Afinal, também foram detetadas faltas de “granadas foguete anticarro, granadas de mão de gás lacrimogéneo, explosivos e material diverso de sapadores como bobines de arame, disparadores [gatilho mecânico para detonar explosivos] e iniciadores” [explosivo detonador de cargas explosivas mais fortes], segundo comunicado do exército, citado pelo Público e divulgado nesta sexta-feira, 30 de junho. Ainda segundo o Público, a Rádio Renascença garante que também foram roubados 44 lança-granadas.

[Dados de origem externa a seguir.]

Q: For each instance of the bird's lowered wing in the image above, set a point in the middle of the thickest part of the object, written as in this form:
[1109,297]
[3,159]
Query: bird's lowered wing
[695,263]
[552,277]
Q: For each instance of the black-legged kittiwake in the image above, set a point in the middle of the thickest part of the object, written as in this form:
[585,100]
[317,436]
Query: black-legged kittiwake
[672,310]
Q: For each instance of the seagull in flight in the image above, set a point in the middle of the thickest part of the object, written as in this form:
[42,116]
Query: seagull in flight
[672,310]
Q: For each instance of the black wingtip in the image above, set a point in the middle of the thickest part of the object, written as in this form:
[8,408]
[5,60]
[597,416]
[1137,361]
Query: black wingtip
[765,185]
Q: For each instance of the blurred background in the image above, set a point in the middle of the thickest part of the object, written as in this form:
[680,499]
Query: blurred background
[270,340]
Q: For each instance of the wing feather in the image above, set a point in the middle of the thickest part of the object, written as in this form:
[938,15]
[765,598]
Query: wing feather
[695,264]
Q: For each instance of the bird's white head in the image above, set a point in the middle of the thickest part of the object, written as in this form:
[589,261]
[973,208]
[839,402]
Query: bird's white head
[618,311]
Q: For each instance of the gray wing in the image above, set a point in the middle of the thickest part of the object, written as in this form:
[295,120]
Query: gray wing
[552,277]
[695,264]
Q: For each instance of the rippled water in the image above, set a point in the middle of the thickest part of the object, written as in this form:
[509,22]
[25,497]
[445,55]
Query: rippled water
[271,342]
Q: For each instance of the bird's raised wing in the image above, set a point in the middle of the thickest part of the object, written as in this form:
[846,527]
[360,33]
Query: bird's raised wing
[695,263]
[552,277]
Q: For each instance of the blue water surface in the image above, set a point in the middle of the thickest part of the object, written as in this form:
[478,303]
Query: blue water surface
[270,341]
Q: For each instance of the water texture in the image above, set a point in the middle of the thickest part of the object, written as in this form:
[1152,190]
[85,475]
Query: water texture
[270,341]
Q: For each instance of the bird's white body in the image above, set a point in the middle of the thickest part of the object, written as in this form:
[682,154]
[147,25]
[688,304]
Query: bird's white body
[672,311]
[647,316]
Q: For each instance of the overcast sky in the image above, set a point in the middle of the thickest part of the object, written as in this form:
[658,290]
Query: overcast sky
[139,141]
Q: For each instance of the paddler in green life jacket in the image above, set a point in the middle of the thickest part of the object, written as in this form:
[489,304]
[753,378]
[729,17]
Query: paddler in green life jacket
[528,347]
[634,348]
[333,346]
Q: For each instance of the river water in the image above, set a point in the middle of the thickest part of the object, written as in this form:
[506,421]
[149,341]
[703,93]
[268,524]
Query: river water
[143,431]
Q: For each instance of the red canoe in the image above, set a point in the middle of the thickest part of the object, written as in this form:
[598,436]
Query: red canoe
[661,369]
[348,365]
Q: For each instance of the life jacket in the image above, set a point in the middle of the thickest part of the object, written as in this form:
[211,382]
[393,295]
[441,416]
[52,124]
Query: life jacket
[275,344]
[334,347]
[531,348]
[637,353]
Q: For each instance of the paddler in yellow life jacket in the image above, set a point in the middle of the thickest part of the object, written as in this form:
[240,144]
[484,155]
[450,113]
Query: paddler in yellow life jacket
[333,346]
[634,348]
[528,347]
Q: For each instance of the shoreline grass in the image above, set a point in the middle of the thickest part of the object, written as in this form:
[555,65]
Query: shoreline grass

Segundo a Sic Notícias, devido a este roubo, a embaixada dos EUA em Lisboa decidiu aumentar o nível de segurança até pelo menos ao dia 4 de Julho (feriado nacional norte-americano).
Em entrevista à Sic, o ministro da Defesa, Azeredo Lopes, reconheceu a gravidade do roubo. O ministro diz que o governo informou do roubo os “aliados internacionais” e ordenou uma auditoria a todas as estruturas de armazenamento de munições e armamento.
Bloco quer saber o que falhou e quer medidas para recuperar armas
Em pergunta ao governo, o grupo parlamentar do Bloco de Esquerda quer que o ministério da Defesa Nacional esclareça “como foi possível o roubo de uma grande quantidade de armamento militar das instalações de Tancos e o que terá falhado”.
“Que medidas pensa o Governo tomar para recuperar o material e para impedir que outras situações aconteçam no futuro nestas ou noutras instalações militares”, perguntam ainda os deputados.
O Bloco quer também saber se o Governo tem conhecimento de alguma avaria no sistema de videovigilância dos Paióis Nacionais de Tancos e, no caso de se confirmar, para quando prevê a tutela a reparação do sistema de videovigilância?
“Um despacho publicado, hoje, pelo Governo em Diário da República dá conta da intenção de abrir um concurso para vedação dos Paióis Nacionais de Tancos, de onde foi roubado o armamento militar”, mas “é omisso em relação à reparação do sistema de videovigilância”, aponta ainda o texto.
O documento cita também a referência de uma fonte policial da possibilidade de “terem ocorrido outros roubos anteriormente e que estarão a ser verificados os inventários realizados aos restantes 14 paióis do quartel, espaços onde é armazenado o armamento militar, de acordo com regulamentos preestabelecidos”.
Por fim, o grupo parlamentar do Bloco pergunta: “Foi o Governo informado da ocorrência de roubos anteriores no quartel”.